The American Society of Safety Engineers (ASSE) offers assistance to both safety professionals and employers of safety professionals through its on-line resource the Body of Knowledge. This powerful tool helps users identify best practices to better protect people, property, and the environment.
The Body of Knowledge is a method of gaining access to the collective knowledge and experience of the safety community. Any registered user can contribute to it, and the information is checked and approved by an ASSE safety professional before it becomes available to the public. This resource contains a wide variety of information, and currently there are approximately 11,000 registered users and 6,500 inquiries per week.1 The safety, health, and environmental categories include 23 different topics, with resources divided into 6 subtopics each. In addition, there is a dictionary of terms, helpful information on becoming a safety professional and on hiring a safety professional, and career guidance.
For professionals in the field seeking resources and guidance, the Body of Knowledge includes checklists, technical papers, presentation information, training material, and program outlines in a variety of formats including web links, Word documents, PDFs, PowerPoint slides, and videos.

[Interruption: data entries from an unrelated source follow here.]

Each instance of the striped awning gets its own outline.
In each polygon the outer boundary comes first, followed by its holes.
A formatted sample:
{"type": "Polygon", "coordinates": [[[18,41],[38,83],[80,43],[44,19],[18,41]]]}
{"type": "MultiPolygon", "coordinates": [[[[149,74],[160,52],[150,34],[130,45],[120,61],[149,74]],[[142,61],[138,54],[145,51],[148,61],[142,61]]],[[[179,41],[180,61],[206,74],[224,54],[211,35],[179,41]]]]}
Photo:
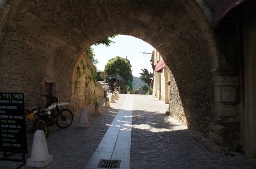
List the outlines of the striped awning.
{"type": "Polygon", "coordinates": [[[165,63],[164,62],[164,60],[161,60],[159,61],[159,62],[157,63],[157,64],[156,65],[155,67],[155,71],[158,72],[158,73],[161,73],[163,72],[163,69],[164,69],[164,67],[165,66],[165,63]]]}
{"type": "Polygon", "coordinates": [[[216,6],[213,17],[213,27],[216,27],[220,19],[229,12],[241,4],[245,0],[220,0],[216,6]]]}

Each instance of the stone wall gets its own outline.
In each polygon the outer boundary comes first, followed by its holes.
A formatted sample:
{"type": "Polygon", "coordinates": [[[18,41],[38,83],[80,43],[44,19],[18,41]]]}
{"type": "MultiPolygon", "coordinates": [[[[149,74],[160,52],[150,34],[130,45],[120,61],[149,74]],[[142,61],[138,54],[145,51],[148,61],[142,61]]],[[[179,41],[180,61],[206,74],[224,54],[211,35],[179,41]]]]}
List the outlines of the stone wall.
{"type": "Polygon", "coordinates": [[[180,99],[179,89],[176,84],[173,74],[170,71],[170,100],[169,101],[169,110],[170,115],[178,120],[185,125],[187,125],[184,109],[180,99]]]}
{"type": "Polygon", "coordinates": [[[95,67],[86,52],[78,60],[74,77],[75,111],[95,103],[104,96],[104,89],[96,80],[95,67]]]}

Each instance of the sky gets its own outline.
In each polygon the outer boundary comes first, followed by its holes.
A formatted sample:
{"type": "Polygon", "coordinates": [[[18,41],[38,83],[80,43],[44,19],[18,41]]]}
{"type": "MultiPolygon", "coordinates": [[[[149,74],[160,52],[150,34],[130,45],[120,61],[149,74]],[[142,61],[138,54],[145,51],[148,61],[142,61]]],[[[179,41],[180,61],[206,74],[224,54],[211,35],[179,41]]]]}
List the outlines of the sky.
{"type": "Polygon", "coordinates": [[[115,43],[110,44],[106,47],[105,45],[92,45],[95,59],[100,62],[96,64],[97,70],[103,71],[109,60],[116,56],[129,60],[131,65],[132,75],[140,76],[140,73],[144,68],[152,72],[152,66],[149,63],[151,53],[154,48],[147,43],[132,36],[119,35],[111,39],[115,43]],[[150,53],[144,54],[143,53],[150,53]]]}

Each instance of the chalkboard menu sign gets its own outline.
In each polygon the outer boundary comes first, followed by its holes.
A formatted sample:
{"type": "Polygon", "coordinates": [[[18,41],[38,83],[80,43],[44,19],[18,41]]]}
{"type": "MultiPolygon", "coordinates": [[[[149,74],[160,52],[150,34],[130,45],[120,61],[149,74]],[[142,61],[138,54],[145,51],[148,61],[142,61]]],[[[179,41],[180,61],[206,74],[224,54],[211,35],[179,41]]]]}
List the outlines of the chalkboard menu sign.
{"type": "Polygon", "coordinates": [[[27,153],[22,93],[0,93],[0,151],[27,153]]]}

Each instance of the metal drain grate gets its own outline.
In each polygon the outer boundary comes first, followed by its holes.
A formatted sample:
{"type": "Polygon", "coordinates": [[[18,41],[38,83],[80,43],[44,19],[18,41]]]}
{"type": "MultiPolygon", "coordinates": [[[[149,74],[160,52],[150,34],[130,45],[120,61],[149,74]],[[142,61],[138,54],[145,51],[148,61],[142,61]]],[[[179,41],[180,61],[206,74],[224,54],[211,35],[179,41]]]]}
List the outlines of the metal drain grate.
{"type": "Polygon", "coordinates": [[[100,160],[99,162],[99,168],[119,168],[120,167],[120,160],[100,160]]]}

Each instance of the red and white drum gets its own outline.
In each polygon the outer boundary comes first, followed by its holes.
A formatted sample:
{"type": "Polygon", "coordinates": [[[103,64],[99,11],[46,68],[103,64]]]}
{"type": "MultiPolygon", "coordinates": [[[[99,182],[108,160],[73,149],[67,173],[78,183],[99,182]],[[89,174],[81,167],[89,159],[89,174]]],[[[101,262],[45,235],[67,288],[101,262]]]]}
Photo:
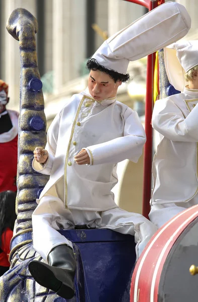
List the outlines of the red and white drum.
{"type": "Polygon", "coordinates": [[[198,205],[175,216],[154,235],[137,261],[130,302],[198,300],[198,205]]]}

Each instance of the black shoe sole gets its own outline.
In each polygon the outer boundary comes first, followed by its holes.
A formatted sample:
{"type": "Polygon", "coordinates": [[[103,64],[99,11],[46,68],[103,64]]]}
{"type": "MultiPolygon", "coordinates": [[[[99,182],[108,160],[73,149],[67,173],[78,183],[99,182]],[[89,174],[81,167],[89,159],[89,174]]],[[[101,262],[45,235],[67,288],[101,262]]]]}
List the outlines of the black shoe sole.
{"type": "Polygon", "coordinates": [[[51,289],[65,299],[74,296],[73,280],[63,269],[36,260],[30,262],[28,268],[32,277],[40,285],[51,289]]]}

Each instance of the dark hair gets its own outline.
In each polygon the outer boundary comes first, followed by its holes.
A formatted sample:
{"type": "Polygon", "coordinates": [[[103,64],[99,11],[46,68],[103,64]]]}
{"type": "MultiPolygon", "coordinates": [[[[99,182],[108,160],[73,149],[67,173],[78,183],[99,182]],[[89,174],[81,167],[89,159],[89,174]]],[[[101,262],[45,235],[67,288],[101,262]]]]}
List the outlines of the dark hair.
{"type": "Polygon", "coordinates": [[[91,69],[92,70],[99,70],[105,73],[107,73],[115,83],[118,81],[126,82],[130,80],[130,76],[128,73],[123,74],[123,73],[117,72],[113,69],[108,69],[108,68],[106,68],[102,65],[100,65],[95,59],[90,59],[87,62],[86,66],[87,69],[90,71],[91,69]]]}
{"type": "Polygon", "coordinates": [[[4,231],[9,228],[13,231],[17,215],[15,202],[17,193],[12,191],[0,193],[0,245],[4,231]]]}

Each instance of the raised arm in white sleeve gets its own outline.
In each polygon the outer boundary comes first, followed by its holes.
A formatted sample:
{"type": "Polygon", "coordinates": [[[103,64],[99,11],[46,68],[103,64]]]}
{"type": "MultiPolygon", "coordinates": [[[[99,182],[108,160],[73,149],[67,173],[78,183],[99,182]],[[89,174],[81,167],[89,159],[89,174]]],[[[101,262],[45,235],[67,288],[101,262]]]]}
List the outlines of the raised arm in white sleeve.
{"type": "MultiPolygon", "coordinates": [[[[181,101],[183,101],[181,100],[181,101]]],[[[157,101],[154,108],[152,126],[173,141],[198,141],[198,106],[186,118],[170,99],[157,101]]]]}
{"type": "Polygon", "coordinates": [[[56,115],[50,125],[47,133],[47,143],[45,149],[48,153],[48,158],[44,164],[39,164],[35,159],[32,162],[32,168],[34,170],[42,174],[49,175],[52,167],[55,154],[56,150],[57,141],[58,136],[60,115],[56,115]]]}
{"type": "Polygon", "coordinates": [[[126,159],[138,162],[146,142],[145,130],[136,112],[127,108],[123,117],[123,136],[85,148],[91,154],[92,165],[116,164],[126,159]]]}

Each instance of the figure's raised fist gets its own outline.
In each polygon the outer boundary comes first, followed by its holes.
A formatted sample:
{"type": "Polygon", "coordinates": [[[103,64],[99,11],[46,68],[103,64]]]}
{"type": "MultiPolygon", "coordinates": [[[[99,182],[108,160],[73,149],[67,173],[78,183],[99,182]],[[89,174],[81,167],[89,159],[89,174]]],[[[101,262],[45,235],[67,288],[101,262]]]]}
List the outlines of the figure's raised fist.
{"type": "Polygon", "coordinates": [[[40,164],[44,164],[48,157],[47,150],[42,147],[36,147],[34,151],[34,157],[40,164]]]}

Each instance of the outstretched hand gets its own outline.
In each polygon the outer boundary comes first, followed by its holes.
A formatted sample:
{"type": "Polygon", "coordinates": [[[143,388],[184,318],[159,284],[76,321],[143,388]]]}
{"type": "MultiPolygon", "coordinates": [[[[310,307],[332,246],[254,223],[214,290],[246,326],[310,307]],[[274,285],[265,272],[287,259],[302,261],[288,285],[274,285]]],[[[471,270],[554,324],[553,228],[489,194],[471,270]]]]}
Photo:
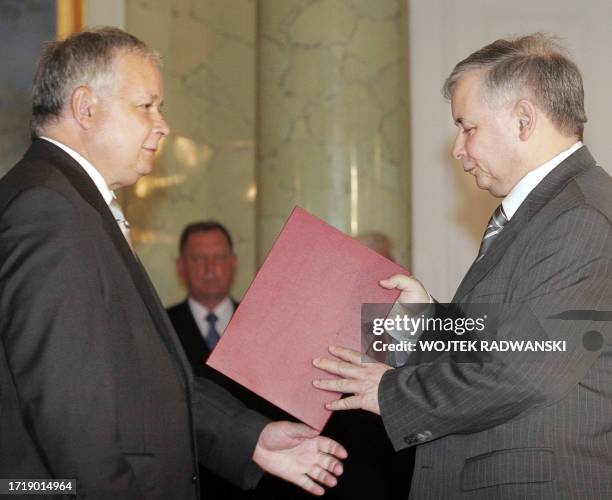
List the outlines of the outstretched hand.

The Body of Knowledge allows new safety professionals to enhance their knowledge and experienced professionals to benchmark their work against what others are doing. Because the responsibilities of a safety professional are broad and continually changing, the Body of Knowledge is invaluable in offering information on unfamiliar topics and on new responsibilities that may be necessitated by changes in job assignment, industry, or employer. Recent examples include the addition of Globally Harmonized System (GHS), sustainability, and wellness programs to the safety professional's duties, each of which is addressed in the Body of Knowledge. The Body of Knowledge can help safety professionals quickly "come up to speed" on these topics, stay up to date on changes in their current areas of expertise, and improve their programs by quickly disseminating new best practices as they become available.